With increasing frequency, I've been seeing or hearing people make statements like "Don't question that move, Kasparov is God," and so forth. Well here's news: these folks, be they game players, authors, directors, musicians, etc. are not, in fact, gods. They are humans, and have all the problems attendant to humanity. They've made big mistakes, written lousy prose, hit off notes, and in general have occasionally fucked up like everybody else. Just because a given person has accomplished something important, perhaps something that has changed your life (or even your entire culture) dramatically, it doesn't mean that they are perfect.

Hero worship wouldn't be a problem if people didn't think that their hero's position on an issue was some kind of trump card in an argument.
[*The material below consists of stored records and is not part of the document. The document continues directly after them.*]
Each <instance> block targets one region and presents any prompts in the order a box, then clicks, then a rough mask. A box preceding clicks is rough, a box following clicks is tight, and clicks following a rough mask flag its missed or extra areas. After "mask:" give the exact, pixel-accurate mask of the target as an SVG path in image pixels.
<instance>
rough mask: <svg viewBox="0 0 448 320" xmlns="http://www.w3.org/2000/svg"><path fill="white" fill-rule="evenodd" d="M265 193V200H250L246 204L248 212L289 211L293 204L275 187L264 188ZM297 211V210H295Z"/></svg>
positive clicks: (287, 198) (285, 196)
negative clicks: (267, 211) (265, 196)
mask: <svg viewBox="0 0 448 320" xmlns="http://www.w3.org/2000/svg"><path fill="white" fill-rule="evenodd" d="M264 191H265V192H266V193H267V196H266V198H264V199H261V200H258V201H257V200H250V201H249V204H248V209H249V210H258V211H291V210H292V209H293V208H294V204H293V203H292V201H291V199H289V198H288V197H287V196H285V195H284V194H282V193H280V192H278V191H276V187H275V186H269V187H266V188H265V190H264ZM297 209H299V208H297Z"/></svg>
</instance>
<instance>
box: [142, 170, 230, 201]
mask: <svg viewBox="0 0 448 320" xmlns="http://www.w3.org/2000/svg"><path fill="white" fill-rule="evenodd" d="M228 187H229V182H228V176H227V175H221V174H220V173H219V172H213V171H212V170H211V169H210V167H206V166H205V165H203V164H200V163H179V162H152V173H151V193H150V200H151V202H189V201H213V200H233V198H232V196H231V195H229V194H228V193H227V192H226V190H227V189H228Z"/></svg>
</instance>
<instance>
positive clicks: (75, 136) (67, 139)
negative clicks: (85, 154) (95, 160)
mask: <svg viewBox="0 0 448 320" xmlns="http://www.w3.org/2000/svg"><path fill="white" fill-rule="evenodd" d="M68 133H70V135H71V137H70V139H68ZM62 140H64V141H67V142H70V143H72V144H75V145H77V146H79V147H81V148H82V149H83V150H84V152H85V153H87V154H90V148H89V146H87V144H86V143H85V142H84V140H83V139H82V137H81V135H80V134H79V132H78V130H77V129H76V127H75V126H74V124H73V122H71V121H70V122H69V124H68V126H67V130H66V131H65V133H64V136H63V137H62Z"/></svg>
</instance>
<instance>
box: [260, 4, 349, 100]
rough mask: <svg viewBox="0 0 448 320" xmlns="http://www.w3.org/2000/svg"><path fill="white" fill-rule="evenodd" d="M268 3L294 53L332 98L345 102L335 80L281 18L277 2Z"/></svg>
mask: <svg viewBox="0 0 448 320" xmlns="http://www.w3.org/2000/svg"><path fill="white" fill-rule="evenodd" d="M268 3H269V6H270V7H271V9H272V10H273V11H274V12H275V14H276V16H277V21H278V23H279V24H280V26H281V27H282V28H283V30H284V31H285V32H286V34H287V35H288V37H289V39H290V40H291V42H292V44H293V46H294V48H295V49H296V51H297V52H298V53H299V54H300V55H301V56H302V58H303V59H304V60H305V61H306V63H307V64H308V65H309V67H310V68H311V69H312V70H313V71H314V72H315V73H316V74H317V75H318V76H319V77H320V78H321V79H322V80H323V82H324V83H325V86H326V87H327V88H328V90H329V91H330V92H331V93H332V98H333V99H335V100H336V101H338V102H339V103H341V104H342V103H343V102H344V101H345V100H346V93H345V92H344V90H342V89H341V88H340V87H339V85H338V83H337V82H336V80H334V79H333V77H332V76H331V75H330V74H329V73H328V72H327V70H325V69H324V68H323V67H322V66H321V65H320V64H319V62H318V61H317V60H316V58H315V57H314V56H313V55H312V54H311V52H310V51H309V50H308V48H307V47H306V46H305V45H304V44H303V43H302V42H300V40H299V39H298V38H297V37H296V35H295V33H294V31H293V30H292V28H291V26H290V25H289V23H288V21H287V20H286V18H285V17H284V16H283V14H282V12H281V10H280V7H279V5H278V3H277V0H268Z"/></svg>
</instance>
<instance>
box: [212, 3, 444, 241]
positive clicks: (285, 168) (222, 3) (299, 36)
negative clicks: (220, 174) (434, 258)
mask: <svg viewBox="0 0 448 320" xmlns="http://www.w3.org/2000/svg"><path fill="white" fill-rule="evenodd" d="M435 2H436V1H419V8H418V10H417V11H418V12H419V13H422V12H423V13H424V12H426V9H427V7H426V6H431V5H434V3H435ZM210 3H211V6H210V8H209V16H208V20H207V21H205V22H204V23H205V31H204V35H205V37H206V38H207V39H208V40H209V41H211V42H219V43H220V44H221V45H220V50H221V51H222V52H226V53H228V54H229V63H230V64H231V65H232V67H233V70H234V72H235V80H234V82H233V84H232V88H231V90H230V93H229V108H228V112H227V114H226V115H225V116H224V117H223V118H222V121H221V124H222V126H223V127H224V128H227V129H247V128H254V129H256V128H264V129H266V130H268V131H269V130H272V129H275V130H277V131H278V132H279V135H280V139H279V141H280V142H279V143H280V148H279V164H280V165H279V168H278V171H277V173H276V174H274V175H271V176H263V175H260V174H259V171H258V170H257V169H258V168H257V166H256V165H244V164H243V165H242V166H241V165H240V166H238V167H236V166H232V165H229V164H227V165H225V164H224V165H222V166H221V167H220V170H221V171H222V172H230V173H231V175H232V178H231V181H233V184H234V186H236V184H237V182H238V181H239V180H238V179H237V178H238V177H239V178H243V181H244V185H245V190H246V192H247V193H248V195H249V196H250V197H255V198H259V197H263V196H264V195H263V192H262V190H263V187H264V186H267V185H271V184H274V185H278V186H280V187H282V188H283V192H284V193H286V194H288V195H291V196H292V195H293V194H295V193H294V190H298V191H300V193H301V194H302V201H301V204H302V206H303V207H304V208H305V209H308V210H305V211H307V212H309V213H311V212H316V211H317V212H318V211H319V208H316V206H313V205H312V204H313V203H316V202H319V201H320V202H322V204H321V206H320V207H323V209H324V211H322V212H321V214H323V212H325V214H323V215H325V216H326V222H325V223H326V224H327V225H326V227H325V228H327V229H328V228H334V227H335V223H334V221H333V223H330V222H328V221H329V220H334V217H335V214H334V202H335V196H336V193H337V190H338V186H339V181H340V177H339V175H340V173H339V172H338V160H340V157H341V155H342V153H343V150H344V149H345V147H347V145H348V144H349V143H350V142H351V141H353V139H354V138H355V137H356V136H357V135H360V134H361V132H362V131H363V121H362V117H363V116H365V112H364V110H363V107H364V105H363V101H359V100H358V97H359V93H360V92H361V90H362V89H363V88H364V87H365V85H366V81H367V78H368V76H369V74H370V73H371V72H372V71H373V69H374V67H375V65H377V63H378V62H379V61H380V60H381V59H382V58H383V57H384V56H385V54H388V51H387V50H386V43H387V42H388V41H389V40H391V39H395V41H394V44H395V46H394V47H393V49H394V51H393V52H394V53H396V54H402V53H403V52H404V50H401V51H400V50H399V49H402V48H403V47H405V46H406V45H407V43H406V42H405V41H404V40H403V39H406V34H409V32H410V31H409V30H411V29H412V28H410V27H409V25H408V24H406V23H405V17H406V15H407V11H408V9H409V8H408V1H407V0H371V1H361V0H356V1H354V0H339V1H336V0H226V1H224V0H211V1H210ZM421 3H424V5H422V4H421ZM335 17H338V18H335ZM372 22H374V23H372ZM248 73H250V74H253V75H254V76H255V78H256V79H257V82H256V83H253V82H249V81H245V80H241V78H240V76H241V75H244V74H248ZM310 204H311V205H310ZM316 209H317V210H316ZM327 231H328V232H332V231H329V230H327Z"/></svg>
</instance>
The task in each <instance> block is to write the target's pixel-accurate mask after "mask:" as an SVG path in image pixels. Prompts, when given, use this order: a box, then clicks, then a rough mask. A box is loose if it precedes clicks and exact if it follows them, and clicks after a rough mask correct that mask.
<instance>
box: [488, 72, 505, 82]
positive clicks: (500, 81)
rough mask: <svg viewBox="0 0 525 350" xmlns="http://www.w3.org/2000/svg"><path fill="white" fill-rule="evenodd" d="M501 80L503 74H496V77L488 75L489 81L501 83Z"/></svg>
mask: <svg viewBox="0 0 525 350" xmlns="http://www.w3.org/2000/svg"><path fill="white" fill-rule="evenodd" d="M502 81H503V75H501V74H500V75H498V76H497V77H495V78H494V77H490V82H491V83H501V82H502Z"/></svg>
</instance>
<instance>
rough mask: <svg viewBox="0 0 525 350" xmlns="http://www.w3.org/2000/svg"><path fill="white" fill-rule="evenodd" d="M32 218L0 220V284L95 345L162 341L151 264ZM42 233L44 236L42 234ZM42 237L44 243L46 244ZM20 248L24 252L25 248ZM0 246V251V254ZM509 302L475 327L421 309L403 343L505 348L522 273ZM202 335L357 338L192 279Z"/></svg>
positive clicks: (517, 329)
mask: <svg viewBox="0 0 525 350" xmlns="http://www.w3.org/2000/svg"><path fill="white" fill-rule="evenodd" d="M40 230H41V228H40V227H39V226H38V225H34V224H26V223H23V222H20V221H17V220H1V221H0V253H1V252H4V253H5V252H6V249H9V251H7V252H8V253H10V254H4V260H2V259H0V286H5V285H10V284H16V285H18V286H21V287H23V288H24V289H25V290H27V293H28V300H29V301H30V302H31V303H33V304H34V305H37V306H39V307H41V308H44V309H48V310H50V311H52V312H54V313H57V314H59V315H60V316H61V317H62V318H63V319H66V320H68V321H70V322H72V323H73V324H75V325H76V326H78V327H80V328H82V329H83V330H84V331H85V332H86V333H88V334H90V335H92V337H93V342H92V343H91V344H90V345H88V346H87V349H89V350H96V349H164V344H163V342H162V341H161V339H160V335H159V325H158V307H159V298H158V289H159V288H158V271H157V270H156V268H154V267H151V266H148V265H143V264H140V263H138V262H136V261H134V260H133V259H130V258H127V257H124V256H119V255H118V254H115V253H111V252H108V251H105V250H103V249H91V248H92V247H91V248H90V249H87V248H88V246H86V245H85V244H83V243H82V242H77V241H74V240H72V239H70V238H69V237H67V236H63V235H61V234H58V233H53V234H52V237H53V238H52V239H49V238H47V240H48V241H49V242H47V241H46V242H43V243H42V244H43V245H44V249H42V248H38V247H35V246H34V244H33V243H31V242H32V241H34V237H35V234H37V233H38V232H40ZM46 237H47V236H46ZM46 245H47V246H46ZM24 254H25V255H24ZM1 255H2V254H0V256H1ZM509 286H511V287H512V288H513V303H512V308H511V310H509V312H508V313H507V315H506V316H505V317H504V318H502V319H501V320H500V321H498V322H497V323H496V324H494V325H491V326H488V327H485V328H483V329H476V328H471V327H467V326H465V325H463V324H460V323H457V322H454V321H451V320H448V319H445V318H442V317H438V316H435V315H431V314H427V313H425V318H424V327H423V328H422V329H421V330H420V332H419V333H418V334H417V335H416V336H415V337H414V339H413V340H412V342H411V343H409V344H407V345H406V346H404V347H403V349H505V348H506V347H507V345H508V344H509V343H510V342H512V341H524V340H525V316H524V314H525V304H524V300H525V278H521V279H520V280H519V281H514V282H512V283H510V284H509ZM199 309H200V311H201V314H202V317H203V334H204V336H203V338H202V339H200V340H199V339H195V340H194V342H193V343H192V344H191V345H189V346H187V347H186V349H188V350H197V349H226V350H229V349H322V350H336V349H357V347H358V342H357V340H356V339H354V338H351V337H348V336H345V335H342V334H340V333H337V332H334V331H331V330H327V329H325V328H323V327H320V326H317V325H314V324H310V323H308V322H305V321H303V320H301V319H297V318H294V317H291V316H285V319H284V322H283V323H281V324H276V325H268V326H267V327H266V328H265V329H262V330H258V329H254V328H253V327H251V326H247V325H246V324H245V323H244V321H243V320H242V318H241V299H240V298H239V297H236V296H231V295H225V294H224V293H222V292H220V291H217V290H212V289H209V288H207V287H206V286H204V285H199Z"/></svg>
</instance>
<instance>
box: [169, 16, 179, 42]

Little is more intellectually irritating than mentioning in conversation that, say, Pynchon might tend towards excessive red herring use, only to receive "No, you're wrong, Pynchon is a god" as a reply. This is not a valid argument! Either give the reasons that my position is incorrect or concede me the point, but don't just say essentially that because he's your hero he is beyond any criticism.

My pet theory is that the popularization of virtue ethics over the last fifty years or so is at least partially responsible for this mistake. Aristotle taught that you should strive for your own balance, become virtuous by consciously avoiding excesses and deficiencies of character. Beginning in the 1950's, Western thought began to pervert this into the idea of attaining virtue by emulating a virtuous person. Bernard Mayo, notably, recast the traditional hero not just as someone to look up to, but as infallible and to be idolized and imitated in every sense practical. In other words Mayo (and a host of others, no doubt) gave heros, god-like status, apparently without even considering that they are just as prone to error as the rest of us.